Film director, scriptwriter and actor
One of Italy’s most socially committed film-makers, Rosi has consistently blended the
aesthetic and the political in films which attempt to uncover the inner workings of power,
both legal and illegal, and to investigate the networks of complicity and intrigue through
which it is exercised.
Growing up under Fascism, Rosi’s earliest artistic experiences were in theatre during
his university days. His first and fortuitous involvement with cinema came in 1948 when
he became assistant director to Visconti for the Sicilian epic, La terra trema (The Earth
Trembles) (1948). He continued his apprenticeship in the next ten years by assisting a
number of established directors, amongst them Luciano Emmer, Mario Monicelli, Ettore
Giannini and the young Michelangelo Antonioni, as well as Visconti again on Bellissima
(1951) and Senso (1956).
In 1957 he directed his first feature film, La sfida (The Challenge), the first of many
films set in southern Italy and dealing with illegal power networks, in this case the
Neapolitan Camorra. In 1961 he established himself definitively as a significant new
director with Salvatore Giuliano, a brilliant and disquieting documentaristic inquest on
the death of the famous Sicilian bandit (see Giuliano). This was the first in a trilogy of
biographical films that would include Il caso Mattei (The Mattei Affair), which explored
the suspicious circumstances surrounding the death of the powerful Italian industrialist
(see Mattei) and was awarded the Cannes Grand Prix in 1972, and Lucky Luciano (1973)
which was less a portrait of the notorious gangster himself than of the violent world
which surrounded and imprisoned him.
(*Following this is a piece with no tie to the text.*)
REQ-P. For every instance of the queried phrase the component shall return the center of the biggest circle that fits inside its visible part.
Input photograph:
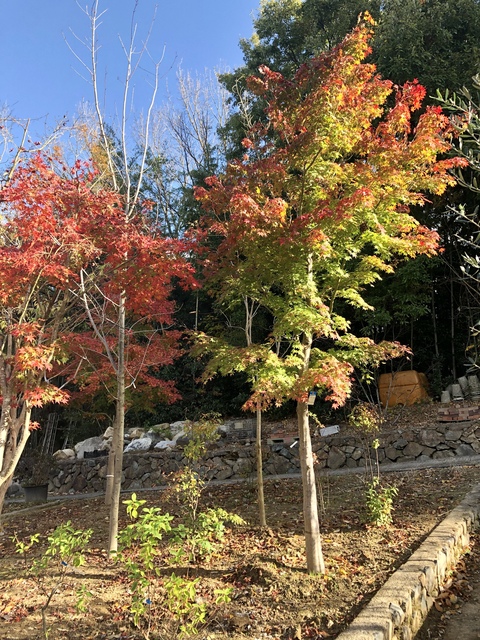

Further investigation of corruption and the links
between legal and illegal power was carried out in Le mani sulla città (Hands Over the
City) (1963), a powerful film which vehemently denounced the criminal evasion of
proper building codes during the so-called ‘economic miracle’, in many cases producing
disastrous and deadly consequences (see also housing policy; urban planning).
Cadaveri eccellenti (Illustrious Corpses) (1976), adapted from a novel by Leonardo
Sciascia and made in a period when the ‘historic compromise’ was in the air, hinted at
levels of complicity between political, legal and illegal power that defied penetration
from even the most committed criminal investigator.
Running parallel to Rosi’s interest in the exercise and morality of power has been his
attention to the problems of the South (see Southern Question), a theme present in many
of the films already mentioned but given its fullest treatment in his moving but
unsentimental adaptation of Carlo Levi’s novel Cristo si è fermato a Eboli (Christ
Stopped at Eboli) (1979).
Adaptations of the opera Carmen (1983) and Gabriel Garcia Marquez’s novel
Chronicle of a Death Foretold (1987) temporarily lured Rosi away from political cinema
during the 1980s, but he returned to more committed film-making in the 1990s with
Dimenticare Palermo (To Forget Palermo) (1990) and Diario napoletano (Neapolitan
Diary) (1992).
Further reading
Klawans, S. (1995) ‘Illustrious Rosi’, Film Comment, January—February: 60–5 (a concise but
comprehensive assessment of Rosi as auteur, followed by an interview with Rosi himself).